Hm, if they are discarded that would make sense, thank you! So when there is a diverging trajectory, the actual diverging sample is discarded and a new non-diverging one is drawn from earlier in the trajectory? But it’s still marked as diverging?
If so would it be correct to conclude that:
- The actual discarded divergent samples are available in the sampling reports?
- The divergent samples in the sampling reports should be negative?
I don’t really understand the structure of the sampling report (is it documented anywhere?) but here is what I attempted:
idata_warns = idata.sample_stats.where(idata.sample_stats["warning"] != None, drop=True)
warnings = idata_warns["warning"].sel(warning_dim_0=0).stack(sample=["chain", "draw"]).dropna(dim="sample")
divergence_point_source = [w.item().divergence_point_source for w in warnings]
divergence_point_dest = [w.item().divergence_point_dest for w in warnings]
This should get the details of the raw RVs as seen by the sampler.
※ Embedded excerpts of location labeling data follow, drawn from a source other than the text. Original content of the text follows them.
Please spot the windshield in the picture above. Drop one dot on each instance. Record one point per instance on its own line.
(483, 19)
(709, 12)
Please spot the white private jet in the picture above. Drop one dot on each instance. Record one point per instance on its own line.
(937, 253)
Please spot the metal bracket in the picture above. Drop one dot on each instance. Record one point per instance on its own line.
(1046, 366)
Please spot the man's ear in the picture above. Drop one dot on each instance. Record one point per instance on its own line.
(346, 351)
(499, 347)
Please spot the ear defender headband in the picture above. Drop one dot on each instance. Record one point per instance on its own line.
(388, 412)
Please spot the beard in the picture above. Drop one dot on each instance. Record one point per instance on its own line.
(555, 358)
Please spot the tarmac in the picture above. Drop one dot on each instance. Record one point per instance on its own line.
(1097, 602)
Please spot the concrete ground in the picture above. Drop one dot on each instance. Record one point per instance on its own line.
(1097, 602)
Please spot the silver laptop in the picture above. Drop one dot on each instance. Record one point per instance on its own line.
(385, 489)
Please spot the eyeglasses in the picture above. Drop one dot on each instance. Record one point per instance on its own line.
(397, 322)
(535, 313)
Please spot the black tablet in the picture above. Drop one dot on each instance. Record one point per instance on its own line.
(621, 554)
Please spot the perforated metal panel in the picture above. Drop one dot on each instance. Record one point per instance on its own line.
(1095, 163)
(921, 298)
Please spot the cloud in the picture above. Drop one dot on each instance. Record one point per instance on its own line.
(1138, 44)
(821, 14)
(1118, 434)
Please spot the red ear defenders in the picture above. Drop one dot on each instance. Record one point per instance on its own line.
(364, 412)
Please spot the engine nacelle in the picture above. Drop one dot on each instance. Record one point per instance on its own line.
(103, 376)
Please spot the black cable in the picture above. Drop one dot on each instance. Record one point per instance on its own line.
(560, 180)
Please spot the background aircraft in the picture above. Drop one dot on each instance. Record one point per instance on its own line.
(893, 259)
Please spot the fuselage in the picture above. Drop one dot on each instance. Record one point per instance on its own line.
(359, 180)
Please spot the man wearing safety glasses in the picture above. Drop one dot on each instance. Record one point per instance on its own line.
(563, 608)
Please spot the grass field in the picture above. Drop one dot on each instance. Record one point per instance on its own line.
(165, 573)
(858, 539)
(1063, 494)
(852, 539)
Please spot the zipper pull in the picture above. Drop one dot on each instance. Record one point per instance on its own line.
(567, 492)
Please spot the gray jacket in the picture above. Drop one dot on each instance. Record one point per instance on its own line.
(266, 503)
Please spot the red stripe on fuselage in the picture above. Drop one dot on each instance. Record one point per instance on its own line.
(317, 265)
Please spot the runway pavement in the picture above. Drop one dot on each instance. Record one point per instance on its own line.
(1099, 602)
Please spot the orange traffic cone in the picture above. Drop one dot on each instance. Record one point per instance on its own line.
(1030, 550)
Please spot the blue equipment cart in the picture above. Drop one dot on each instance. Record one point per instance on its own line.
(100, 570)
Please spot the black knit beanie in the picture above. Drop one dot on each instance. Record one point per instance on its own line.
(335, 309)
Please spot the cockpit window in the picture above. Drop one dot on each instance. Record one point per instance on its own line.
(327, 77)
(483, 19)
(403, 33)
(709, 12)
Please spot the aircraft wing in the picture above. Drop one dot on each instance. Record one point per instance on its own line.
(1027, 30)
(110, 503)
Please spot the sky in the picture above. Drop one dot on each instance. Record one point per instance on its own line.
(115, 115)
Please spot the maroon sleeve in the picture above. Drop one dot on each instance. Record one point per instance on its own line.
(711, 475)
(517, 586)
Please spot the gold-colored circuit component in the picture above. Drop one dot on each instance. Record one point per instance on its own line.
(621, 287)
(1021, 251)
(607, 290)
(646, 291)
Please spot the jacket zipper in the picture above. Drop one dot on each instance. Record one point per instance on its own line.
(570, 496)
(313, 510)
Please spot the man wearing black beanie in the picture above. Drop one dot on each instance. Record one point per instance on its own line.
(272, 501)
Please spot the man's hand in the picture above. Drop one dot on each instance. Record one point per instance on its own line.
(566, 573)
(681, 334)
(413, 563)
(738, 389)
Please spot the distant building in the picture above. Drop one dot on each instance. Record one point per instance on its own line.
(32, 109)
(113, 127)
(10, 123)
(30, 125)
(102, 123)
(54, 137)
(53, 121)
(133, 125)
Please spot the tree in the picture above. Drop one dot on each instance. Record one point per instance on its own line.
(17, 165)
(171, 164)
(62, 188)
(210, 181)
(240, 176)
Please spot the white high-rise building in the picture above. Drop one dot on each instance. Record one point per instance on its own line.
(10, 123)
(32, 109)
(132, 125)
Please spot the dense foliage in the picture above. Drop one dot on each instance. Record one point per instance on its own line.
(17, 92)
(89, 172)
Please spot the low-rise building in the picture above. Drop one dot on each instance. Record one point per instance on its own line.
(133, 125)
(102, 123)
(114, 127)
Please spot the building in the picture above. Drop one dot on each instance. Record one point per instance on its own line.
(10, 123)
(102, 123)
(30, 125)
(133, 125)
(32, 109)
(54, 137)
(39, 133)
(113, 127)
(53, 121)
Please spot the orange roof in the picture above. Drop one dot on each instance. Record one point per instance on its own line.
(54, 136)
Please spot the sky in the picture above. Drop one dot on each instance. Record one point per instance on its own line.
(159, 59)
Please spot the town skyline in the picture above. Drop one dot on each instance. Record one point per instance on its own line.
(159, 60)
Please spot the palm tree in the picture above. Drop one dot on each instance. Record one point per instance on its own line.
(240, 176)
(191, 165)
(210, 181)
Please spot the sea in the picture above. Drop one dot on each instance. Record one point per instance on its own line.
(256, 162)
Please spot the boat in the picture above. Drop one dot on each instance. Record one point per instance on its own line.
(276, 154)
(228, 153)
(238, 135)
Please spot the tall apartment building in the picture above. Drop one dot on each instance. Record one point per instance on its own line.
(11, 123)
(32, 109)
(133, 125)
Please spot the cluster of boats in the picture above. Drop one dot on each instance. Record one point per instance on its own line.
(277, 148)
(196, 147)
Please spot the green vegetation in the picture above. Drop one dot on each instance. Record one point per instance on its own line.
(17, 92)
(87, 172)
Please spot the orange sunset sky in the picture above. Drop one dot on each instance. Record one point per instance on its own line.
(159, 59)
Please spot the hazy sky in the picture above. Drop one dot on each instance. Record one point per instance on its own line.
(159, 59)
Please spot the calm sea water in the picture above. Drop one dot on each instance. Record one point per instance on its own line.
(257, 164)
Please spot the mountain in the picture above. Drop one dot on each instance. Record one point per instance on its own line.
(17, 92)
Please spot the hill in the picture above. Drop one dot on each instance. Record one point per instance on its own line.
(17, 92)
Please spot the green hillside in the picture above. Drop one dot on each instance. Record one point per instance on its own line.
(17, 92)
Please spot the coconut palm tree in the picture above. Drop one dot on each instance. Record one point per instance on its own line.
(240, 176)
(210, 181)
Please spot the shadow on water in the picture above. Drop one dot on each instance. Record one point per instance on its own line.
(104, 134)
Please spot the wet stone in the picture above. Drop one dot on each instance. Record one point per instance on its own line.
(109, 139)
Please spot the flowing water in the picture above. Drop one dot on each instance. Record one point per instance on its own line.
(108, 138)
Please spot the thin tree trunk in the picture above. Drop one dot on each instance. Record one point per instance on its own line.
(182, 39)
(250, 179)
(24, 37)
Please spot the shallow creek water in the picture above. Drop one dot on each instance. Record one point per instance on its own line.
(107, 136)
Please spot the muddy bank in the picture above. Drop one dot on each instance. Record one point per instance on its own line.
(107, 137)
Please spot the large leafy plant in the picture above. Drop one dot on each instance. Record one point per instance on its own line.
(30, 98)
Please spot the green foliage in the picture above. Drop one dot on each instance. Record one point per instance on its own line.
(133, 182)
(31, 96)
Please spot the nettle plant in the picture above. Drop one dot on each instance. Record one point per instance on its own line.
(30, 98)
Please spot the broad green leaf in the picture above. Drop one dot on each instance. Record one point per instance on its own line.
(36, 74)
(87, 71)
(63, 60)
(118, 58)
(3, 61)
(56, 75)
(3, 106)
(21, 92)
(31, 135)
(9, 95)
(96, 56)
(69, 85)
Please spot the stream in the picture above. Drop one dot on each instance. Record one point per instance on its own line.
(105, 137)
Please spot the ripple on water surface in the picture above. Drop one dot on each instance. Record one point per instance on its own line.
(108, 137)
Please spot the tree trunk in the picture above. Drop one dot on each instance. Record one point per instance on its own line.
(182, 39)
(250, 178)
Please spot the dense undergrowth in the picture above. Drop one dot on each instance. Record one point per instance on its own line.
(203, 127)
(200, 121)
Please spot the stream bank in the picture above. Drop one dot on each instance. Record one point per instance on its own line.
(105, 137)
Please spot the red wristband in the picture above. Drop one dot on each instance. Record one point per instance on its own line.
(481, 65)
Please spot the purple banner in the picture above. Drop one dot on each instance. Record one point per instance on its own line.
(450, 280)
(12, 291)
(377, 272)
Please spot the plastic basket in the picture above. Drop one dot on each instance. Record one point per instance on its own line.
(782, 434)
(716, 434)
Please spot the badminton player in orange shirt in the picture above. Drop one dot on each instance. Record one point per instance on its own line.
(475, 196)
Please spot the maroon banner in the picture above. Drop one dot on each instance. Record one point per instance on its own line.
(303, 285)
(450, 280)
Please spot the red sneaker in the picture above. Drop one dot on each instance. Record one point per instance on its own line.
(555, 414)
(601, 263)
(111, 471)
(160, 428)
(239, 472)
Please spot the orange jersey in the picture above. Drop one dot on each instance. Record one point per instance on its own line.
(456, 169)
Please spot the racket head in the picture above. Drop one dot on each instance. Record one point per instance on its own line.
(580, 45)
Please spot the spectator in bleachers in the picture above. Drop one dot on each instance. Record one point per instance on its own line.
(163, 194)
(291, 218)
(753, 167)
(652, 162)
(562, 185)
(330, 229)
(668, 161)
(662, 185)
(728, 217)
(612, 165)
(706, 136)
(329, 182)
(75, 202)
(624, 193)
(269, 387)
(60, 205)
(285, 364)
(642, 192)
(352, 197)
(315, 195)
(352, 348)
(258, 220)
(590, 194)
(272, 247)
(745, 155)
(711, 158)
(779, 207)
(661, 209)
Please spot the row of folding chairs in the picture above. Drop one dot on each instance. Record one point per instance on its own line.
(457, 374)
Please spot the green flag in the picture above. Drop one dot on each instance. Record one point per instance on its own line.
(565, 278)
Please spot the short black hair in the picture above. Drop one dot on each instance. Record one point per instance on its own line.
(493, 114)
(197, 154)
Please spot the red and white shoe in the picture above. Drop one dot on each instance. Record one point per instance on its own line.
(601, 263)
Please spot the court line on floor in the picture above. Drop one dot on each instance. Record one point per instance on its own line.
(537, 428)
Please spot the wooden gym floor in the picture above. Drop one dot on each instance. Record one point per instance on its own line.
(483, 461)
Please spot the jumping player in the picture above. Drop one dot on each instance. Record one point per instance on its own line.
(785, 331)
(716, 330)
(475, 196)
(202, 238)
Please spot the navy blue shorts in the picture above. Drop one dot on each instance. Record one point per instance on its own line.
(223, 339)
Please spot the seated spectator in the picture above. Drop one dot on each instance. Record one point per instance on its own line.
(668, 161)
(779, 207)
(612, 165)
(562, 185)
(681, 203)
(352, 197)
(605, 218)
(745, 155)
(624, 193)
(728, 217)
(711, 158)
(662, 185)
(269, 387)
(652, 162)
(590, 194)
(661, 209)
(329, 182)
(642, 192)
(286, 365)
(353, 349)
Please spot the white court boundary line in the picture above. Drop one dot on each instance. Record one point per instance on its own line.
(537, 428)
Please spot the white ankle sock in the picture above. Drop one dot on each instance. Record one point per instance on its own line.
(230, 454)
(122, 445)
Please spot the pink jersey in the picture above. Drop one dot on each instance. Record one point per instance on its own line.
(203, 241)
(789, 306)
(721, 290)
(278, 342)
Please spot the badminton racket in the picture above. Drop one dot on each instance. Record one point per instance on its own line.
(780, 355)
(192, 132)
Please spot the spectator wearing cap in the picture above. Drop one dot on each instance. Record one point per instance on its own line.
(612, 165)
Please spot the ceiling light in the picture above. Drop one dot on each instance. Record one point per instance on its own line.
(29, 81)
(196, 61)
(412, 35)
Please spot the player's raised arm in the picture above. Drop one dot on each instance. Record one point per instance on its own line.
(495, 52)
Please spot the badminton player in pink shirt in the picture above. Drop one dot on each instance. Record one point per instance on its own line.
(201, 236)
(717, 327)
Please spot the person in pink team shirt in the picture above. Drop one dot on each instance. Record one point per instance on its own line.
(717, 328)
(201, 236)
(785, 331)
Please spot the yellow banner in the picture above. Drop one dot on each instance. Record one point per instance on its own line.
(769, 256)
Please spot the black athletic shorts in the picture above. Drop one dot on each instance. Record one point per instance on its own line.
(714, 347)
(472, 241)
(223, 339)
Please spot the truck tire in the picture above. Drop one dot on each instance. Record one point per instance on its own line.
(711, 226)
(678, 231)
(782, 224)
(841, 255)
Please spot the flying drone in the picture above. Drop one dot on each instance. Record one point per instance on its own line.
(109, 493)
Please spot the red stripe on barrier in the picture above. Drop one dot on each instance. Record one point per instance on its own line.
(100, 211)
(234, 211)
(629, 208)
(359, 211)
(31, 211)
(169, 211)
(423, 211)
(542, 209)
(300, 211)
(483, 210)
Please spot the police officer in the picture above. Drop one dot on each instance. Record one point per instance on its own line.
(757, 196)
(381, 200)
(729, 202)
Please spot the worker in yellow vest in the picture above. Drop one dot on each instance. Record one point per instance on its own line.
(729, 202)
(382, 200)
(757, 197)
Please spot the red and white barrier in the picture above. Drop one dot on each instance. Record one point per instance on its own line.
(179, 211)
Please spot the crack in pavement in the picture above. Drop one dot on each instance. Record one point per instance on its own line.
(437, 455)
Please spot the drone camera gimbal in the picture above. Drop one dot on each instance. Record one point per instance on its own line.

I then transform these values to obtain the group_means (which are the RVs that would actually be clipped):
div_group_means_source = [d['pop_mean'] + np.exp(d['pop_sigma_log__']) * d['group_z'] for d in divergence_point_source]
div_group_means_dest = [d['pop_mean'] + np.exp(d['pop_sigma_log__']) * d['group_z'] for d in divergence_point_dest]
Now if I understood it correctly, my expectation is that all entries in div_group_means_source should be positive and all entries in div_group_means_dest should be negative:
(np.array(div_group_means_source) < 0).any()
True
So far so good…
(np.array(div_group_means_dest) < 0).any(axis=1).sum()/len(div_group_means_dest)
0.8217054263565892
Ok, 82% of the divergences contains a negative group_means that would have needed to be clipped. So that’s mostly consistent with my understanding by above. But 82% is not 100%. Why would there be a divergence if there are no negative group_means in that draw? Isn’t clip identical to the identity function in that case?